The Cybersecurity and Infrastructure Security Agency (CISA) is aiming to make vulnerability management easier by making its federal catalog for known exploited vulnerabilities accessible to the public. CISA's catalog moves away from the CVSS, as it's meant to only capture CVEs with active exploits underway to avoid the possibility of prioritizing patches less critical than others.
The catalog provides federal civilian agencies with due dates for updates, the first deadline for 99 of the initial 291 CVEs were due Wednesday. CISA also sent out an updated catalog Wednesday.

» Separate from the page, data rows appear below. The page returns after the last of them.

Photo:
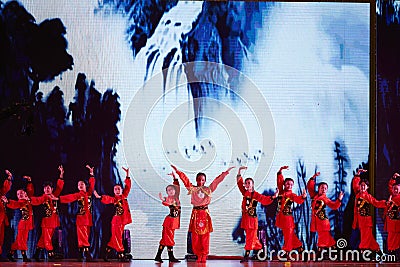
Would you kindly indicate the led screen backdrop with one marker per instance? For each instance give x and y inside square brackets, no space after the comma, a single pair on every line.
[200,85]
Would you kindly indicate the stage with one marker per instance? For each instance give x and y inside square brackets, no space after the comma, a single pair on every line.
[183,263]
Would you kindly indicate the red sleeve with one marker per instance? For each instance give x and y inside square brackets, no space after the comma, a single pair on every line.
[91,186]
[59,187]
[296,198]
[356,184]
[311,187]
[35,201]
[241,186]
[70,197]
[13,204]
[177,188]
[127,189]
[218,180]
[6,187]
[280,181]
[185,180]
[30,191]
[392,182]
[333,204]
[165,203]
[105,199]
[376,203]
[265,200]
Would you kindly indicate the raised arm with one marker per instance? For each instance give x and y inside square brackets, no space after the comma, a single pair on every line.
[71,197]
[29,187]
[356,180]
[376,203]
[13,204]
[392,182]
[311,185]
[92,181]
[128,183]
[6,184]
[35,201]
[219,179]
[176,184]
[299,199]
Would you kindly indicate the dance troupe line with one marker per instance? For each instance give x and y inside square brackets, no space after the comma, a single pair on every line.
[200,225]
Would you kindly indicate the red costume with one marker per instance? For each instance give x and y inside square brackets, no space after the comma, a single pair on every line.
[172,220]
[3,216]
[284,216]
[200,220]
[249,216]
[50,220]
[84,216]
[319,220]
[26,222]
[392,221]
[121,217]
[362,215]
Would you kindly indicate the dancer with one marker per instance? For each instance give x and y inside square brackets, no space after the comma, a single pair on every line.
[25,202]
[3,216]
[50,221]
[319,219]
[284,217]
[392,218]
[84,216]
[121,217]
[200,220]
[171,221]
[249,221]
[363,212]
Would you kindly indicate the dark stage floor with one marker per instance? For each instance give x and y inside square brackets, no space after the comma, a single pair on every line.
[183,263]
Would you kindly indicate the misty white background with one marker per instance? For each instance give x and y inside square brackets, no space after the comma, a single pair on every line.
[310,61]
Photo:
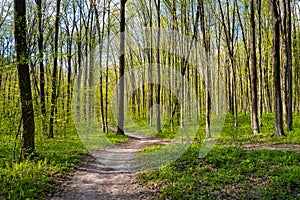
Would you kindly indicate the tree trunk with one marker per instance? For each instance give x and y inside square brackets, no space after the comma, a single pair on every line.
[121,69]
[254,119]
[41,57]
[276,69]
[54,75]
[158,124]
[289,69]
[27,140]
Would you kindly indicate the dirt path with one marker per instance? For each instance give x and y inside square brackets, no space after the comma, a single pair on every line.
[110,174]
[280,147]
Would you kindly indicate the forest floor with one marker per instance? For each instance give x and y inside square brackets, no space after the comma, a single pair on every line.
[111,172]
[108,174]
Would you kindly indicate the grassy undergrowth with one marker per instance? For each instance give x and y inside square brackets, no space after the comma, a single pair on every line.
[30,179]
[243,134]
[228,173]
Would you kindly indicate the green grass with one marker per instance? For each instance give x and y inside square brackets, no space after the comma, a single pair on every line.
[243,134]
[30,179]
[228,173]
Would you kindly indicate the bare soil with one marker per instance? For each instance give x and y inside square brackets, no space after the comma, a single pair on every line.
[108,174]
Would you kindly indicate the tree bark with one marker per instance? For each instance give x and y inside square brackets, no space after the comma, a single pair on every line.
[254,119]
[27,140]
[276,69]
[121,69]
[54,75]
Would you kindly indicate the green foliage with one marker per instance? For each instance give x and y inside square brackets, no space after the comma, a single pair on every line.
[228,173]
[30,179]
[243,134]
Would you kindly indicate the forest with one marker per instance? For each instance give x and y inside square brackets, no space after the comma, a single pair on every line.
[156,99]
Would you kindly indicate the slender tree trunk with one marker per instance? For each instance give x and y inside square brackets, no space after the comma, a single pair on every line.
[54,75]
[260,80]
[276,69]
[107,71]
[254,119]
[158,124]
[27,140]
[41,57]
[121,69]
[284,60]
[289,68]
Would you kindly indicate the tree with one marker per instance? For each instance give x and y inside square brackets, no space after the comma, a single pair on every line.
[121,68]
[158,124]
[254,119]
[41,57]
[54,74]
[27,140]
[276,69]
[206,42]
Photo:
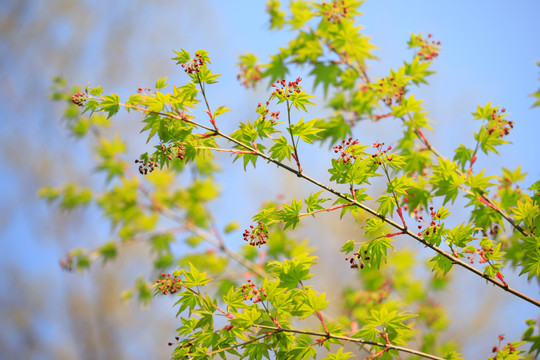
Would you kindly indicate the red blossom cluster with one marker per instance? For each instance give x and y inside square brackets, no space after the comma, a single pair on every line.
[253,292]
[346,153]
[335,11]
[194,65]
[498,125]
[432,225]
[357,260]
[67,263]
[256,236]
[78,98]
[263,111]
[482,252]
[180,151]
[508,347]
[169,284]
[392,92]
[287,88]
[381,153]
[140,90]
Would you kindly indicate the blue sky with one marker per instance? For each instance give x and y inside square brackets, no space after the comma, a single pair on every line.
[489,53]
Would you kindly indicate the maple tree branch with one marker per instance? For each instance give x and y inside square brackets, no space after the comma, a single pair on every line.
[353,340]
[403,229]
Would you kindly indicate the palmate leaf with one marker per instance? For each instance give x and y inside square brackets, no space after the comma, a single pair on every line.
[300,100]
[281,149]
[306,131]
[276,68]
[326,75]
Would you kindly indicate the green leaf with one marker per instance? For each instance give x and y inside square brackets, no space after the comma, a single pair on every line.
[300,100]
[325,74]
[281,149]
[221,110]
[194,277]
[313,202]
[446,180]
[441,264]
[108,251]
[461,235]
[306,131]
[111,104]
[161,83]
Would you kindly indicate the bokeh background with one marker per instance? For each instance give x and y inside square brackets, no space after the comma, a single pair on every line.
[489,53]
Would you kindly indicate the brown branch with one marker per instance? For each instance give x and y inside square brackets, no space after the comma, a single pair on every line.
[353,340]
[404,230]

"Organizations really need to start thinking about and considering Plan B options when patching is not feasible," Schneider said. But companies run into communication issues when infrastructure and operations versus security view patching as the other's responsibility. Security tends to view management by how it makes the organization more secure. Infrastructure and operations are more focused on reliability and service interruptions.
Vulnerability management is a shared responsibility among business units, and does not require one dedicated team, according to Schneider. The project manager, however, should be from security.
IT has changed through DevOps, containers, and off-premise solutions, which means vulnerability management is not one-size-fits all like it used to be for an entire environment. "All this discussion about vulnerability management will make you think that exposure is all about vulnerabilities," said Schneider. But other considerations are cloud misconfigurations or third-party security postures.
"There is no way to know and manage exposure without proper visibility," he said. Vulnerability assessment vendors are beginning to offer vulnerability prioritization technology capabilities, which Gartner expects to converge with vulnerability assessment in the next two years or so.
"Prioritization is the most important concept. And this was the lightbulb moment and what changed Gardner's entire perspective around doing vulnerability management," Schneider said. "If you take the vulnerabilities in your environment, and focus on the ones that are being exploited in the wild, this will be an exponential improvement in your security posture."